プロレーサーからしても異常と思えるセンスと度胸
また、外から見ていて一目瞭然に常人とは思えない走りを示すレーサーも多くいた。
1987年に英国F3チャンピオンであったジョニー・ハーバート選手が、初めてマカオGPに挑戦してきたときのことだ。狭い市街地サーキットのマカオ山側コースでレイナードF3マシンをスライド走行させ、コーナーのアウト側ガードレールにタイヤの側面を擦らせてホイールから火花を散らしながら、まるでゴーカートのように走らせるドライビングスタイルを眼の当たりにしたとき、僕自身のドライビングにも大きなインパクトを与えてくれた。
彼の真似をしたらラップタイムが2秒近く速くなり注目を集めたのだが、そんな真似は常人には不可能だろう。
また、1991年にミハエル・シューマッハー氏が初めて日本の全日本F3000選手権に参戦したときのこと。レースの終盤5周ほどを彼の後ろに張り付いてオーバーテイクを狙っていたのだが、彼は初めてのマシン、初めてのコース、初めてのタイヤであったにもかかわらず、菅生サーキットでもっとも難しい高速の最終コーナーで4輪をドリフトさせ、ステアリングを左右に必死にコントロールしながら、バックミラーで僕を確認してブロック走行に徹していた。
当時のスリックタイヤはハイグリップでスライド走行には合わない特性だった。他のレーサーは皆スライドを極力抑え最大グリップを発揮するよう丁寧に走らせていたのだが、シューマッハー氏はテールを大きくスライドさせて走っていた。僕はそれを見てすぐにタイヤが摩耗して道を空けるだろうと読んだのだが、スライド量が大きくなっても彼は最後までコントロールし続け、結果2位の表彰台に立った。
3位で彼の横に立った僕に、「激しいステアリングさばきで肘をコクピットにぶつけて痛めた」と言っていた。
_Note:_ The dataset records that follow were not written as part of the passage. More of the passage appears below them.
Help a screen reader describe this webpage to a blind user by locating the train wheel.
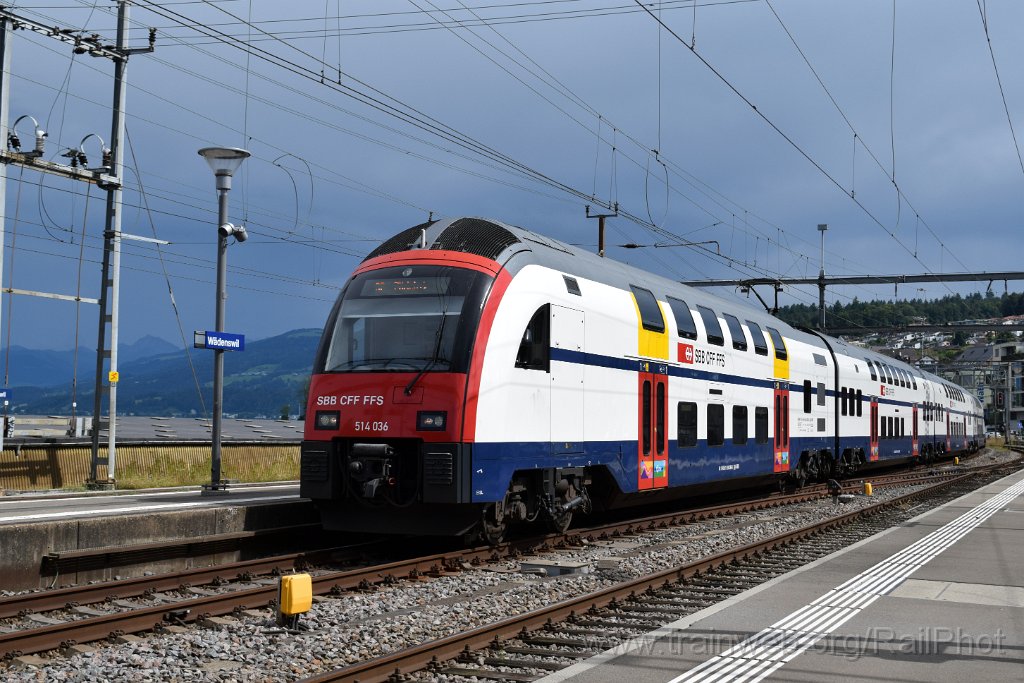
[480,505,508,546]
[548,510,572,533]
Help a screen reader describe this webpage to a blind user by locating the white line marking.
[0,496,296,523]
[669,480,1024,683]
[0,483,298,506]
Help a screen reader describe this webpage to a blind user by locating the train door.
[549,304,584,454]
[772,382,790,472]
[637,364,669,490]
[910,403,921,458]
[945,408,952,453]
[867,396,879,463]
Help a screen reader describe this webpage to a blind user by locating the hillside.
[13,329,321,417]
[778,292,1024,329]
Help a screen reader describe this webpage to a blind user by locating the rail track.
[304,456,1019,683]
[0,454,999,667]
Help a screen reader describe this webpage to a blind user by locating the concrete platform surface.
[0,482,300,527]
[542,472,1024,683]
[0,482,311,591]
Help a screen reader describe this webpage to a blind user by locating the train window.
[325,265,493,373]
[697,306,725,346]
[732,405,746,445]
[665,297,697,339]
[782,394,790,449]
[654,382,665,456]
[640,380,650,456]
[754,405,768,443]
[722,313,746,351]
[630,285,665,332]
[515,304,551,373]
[708,403,725,445]
[765,327,790,360]
[676,400,697,449]
[746,321,768,355]
[562,275,583,296]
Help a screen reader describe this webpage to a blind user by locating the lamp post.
[818,223,828,332]
[199,147,250,492]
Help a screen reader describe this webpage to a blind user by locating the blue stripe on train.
[551,347,970,417]
[472,436,929,503]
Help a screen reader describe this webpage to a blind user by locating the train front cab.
[300,251,508,535]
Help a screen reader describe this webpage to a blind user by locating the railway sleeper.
[483,655,572,671]
[437,667,541,683]
[492,645,594,659]
[519,634,597,655]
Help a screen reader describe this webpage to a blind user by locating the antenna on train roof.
[585,202,618,258]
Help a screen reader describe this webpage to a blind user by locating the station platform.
[0,482,311,591]
[541,472,1024,683]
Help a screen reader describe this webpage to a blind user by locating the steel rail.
[0,454,1006,663]
[303,464,1019,683]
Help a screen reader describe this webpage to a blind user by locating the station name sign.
[193,330,246,351]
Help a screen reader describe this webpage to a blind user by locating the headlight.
[313,411,341,429]
[416,411,447,431]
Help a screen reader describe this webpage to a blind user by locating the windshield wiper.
[402,311,451,396]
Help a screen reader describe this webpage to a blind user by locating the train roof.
[365,217,972,396]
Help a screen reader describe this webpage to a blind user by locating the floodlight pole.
[199,147,249,492]
[818,223,828,332]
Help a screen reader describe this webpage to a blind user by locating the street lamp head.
[199,147,251,177]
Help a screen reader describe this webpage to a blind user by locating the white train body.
[302,219,983,532]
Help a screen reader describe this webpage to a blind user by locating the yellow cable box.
[281,573,313,616]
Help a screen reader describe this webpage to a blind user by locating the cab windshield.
[317,265,490,373]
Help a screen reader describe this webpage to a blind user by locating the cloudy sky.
[0,0,1024,348]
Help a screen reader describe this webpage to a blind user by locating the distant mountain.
[7,346,87,388]
[12,329,321,417]
[120,335,179,366]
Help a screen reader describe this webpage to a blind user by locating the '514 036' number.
[354,420,387,432]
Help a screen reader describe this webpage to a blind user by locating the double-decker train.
[300,218,984,542]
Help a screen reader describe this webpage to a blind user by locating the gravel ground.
[0,452,1014,681]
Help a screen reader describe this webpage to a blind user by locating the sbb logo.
[679,344,693,365]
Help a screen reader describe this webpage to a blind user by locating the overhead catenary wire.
[125,126,207,418]
[634,0,958,290]
[976,0,1024,183]
[46,0,880,286]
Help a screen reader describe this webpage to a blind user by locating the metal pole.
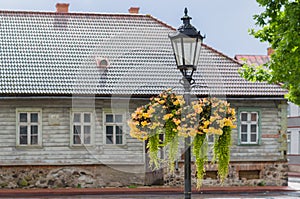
[183,77,192,199]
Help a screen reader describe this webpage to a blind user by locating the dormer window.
[96,57,109,68]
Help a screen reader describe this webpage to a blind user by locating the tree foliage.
[241,0,300,105]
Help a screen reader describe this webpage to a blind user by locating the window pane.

だから僕は「次は肘にサポーターをつけるといいよ」とアドバイスしたのを覚えている。シューマッハー氏に「次戦からは君をマークするよ」と言われたのは、今となっては最高の褒め言葉だったと自認している。
超高速の難コーナーとして知られる鈴鹿の130Rコーナー。今でこそ大きく改修され安全性は高まったが、1990年代中頃まではとにかく恐ろしいコーナーだった。ブラインドコーナーで先が見えず、またコーナー進入部分には立体交差の構造的な段差が路面にあってマシンが跳ねる。このコーナーをアクセル全開で駆け抜けるにはバランスの優れたいいフォーミュラマシンとドライバーの度胸が必要だった。
ツーリングカーやプロトタイプのレーシングカーではダウンフォースが足りずアクセル全開どころかブレーキングしてシフトダウンする必要もあったため、むしろ簡単だったが、F3マシン以上のフォーミュラカーはアクセル全開が可能だった。実際、僕が1988年に全日本F3選手権タイトルを確定したレースでは、全ラップをアクセル全開で駆け抜け勝利を手にいれることができた。
だがF3000マシンともなると、速さ、Gが格段に増して難しくなる。それをトーマス・ダニエルソン選手は、テストで初めてアクセル全開走行を試して成功させた。その直後を走っていた僕は、彼のエンジン音が高まったまま130Rに進入し、クリアしたのを現認したのだ。走行後、驚いて彼のピットを訪れ、ことの如何を本人に問うと「いや〜怖かったよ。心臓が口から飛び出るかと思った」と。そして、チームオーナーが見せてくれたダニエルソン選手のデータロガーは、130Rの進入から出口まで全開のまま一直線に記録されていた。
130R全開抜けの最初の扉を開けたダニエルソン選手。彼もまた常人とかけ離れた特殊なドライビングセンスと度胸を兼ね備えたレーシングドライバーだった。